Sanwara's husband Mujibur Rahman worked as a teacher in a high school in a village nearby for the last 12 years. Because of some pressing family needs, he gave up teaching and went off to Malaysia taking a job in a hotel as a store assistant in the Food and Beverage department. After staying there for two years recently he has come back and gone into agricultural work and fish farming. They maintain the family jointly. Sanwara's husband is happy with the work she is doing. She helps in the household works after returning home. They have a 17-year-old daughter who studies in a college in Nababganj proper. They want her to select a good career after graduation.

Key messages for World Health Day 2006
Educated and well-trained health workers save lives They are vital for providing access to disease prevention, treatment and care for all, including those living in extreme poverty.

Support and protect health workers Safe and supportive working conditions must be ensured, and salaries, resources and management structures improved.

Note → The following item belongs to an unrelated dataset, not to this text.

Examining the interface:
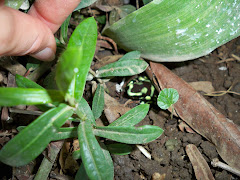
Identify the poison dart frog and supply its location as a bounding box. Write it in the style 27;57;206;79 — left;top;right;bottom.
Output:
127;76;156;104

Enhance the effectiveness of the health workforce through new strategies Enormous opportunities to achieve efficiency gains exist in many settings, and strategies must focus on the existing workforce because of the time lag in recruiting or training new health workers.

With patience and sincerity the health care workers have gained the trust and respect of the community

Tackle imbalances and inequities There are now widening imbalances and inequities in the availability and migration of health workers that seriously undermine the provision of fair and universal health care.

Governments must take the lead To make progress in all the above areas, governments must provide leadership in planning, formulating and implementing the required policies.

Promote partnership and cooperation Alliances of stakeholders within countries backed by global and regional reinforcement are needed to properly address the technical and political challenges of health workforce development.

Build trust among all stakeholders Trust between governments, employers, health professionals and the communities they serve must be nurtured and maintained.